この通りとなっている。期限は英国規格であるBS 7799から来ており、これが後にパート1(ISO/IEC 27002の元)とパート2(ISO/IEC 27001)に別れたものが、ISOに取り込まれた。なおパート1は最初、ISO/IEC 17799として制定されたものが2007年にISO/IEC 27002と改称されている。

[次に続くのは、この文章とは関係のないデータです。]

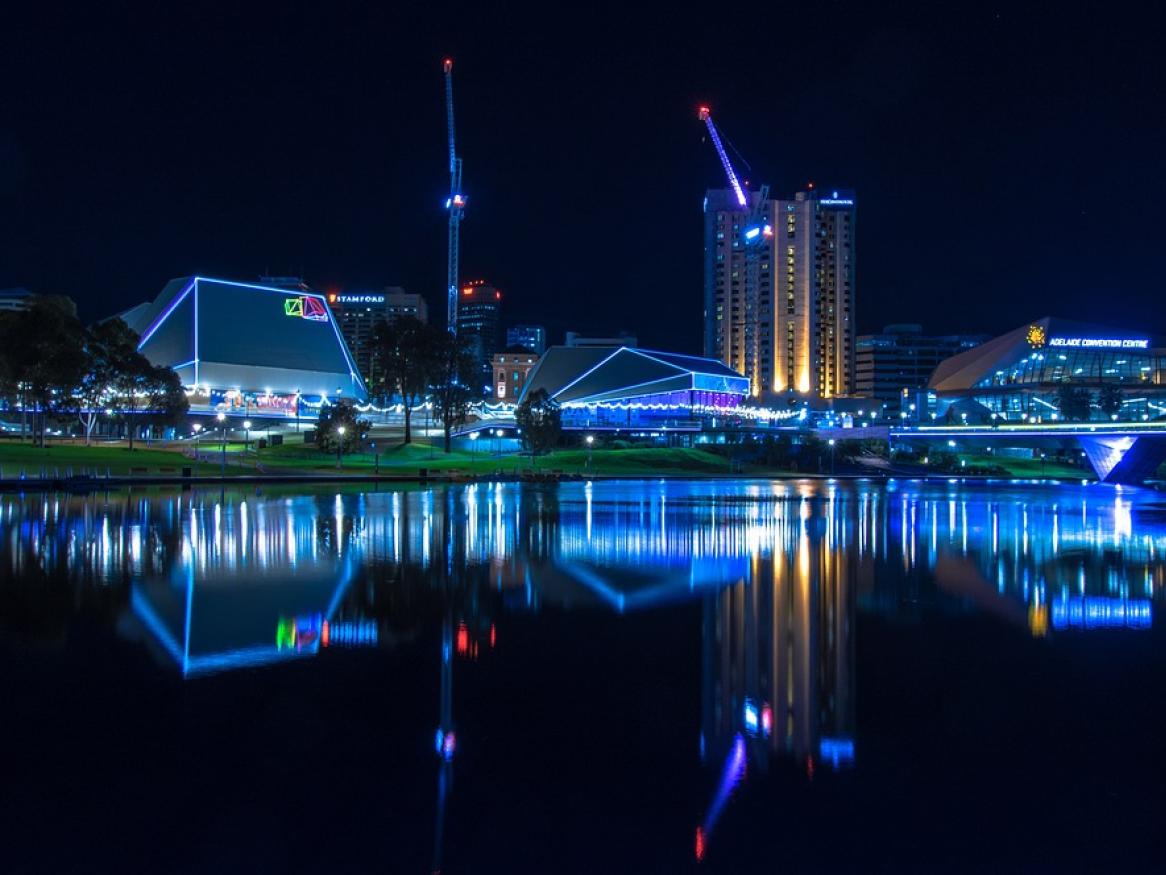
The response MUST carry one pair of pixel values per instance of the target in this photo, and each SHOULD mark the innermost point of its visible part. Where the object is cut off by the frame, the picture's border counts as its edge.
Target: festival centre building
(625, 387)
(1023, 375)
(238, 345)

ISO/IEC 27001は情報セキュリティ対策活動のPDCAサイクルを運用し、マネジメントシステムの継続的な改善を要求している。

ISMSの要諦は

• 保護すべき「情報資産」とそれらに対する「脅威」と「脆弱性」, 「対策」をヒト(教育と訓練)と機械(ネットワークの制限や暗号化, ウィルススキャンなど), 物理(適切な強度の建物にマシンを設置するなど)の側面から明らかすること (Plan)
• 対策を実施し、状況をモニタすること (Do)
• モニタした結果を評価すること (Check)
• 評価の結果をうけて、改善を図ること (Action)

上記のPDCAサイクルを回していくことである。

またその前提として「情報資産」のライフサイクルを明らかにし、それを管理する「ILMS(Information Lifecycle Management System)」を確立しておく必要がある。

なぜならば「情報資産」のライフサイクルは:

• 発生
• 利用
• 保管
• 破棄

上記のフェイズから構成されており、各フェイズによって、その「価値」と「媒体」(例えばメモリ→ストレージ→外部保管媒体、など)が変わる。従っ て、それぞれのフェイズによって、「対策」(目的と手段)も変わるものだからである。

ボクの場合、もともとILM(Information Lifecycle Management)って概念は、ストレージ業界からよく聞いていたもの。ただ、どちらかというと「情報資産」のライフサイクルの各フェイズに合ったス トレージにデータを保存することでコストを最適化できますよ、という文脈が前面に出てて、セキュリティに関するお話は脇にあった記憶がある。

でも、こうしてISMSの概念の中に置くと、ピッタリはまってて、ちょっと驚いた。言われてみれば「当然そうなるよな」という感じなんだけど。

これからしばらくストレージ業界は「ISMS」を前面に出してILMソリューションを売り込んでくるのかしら。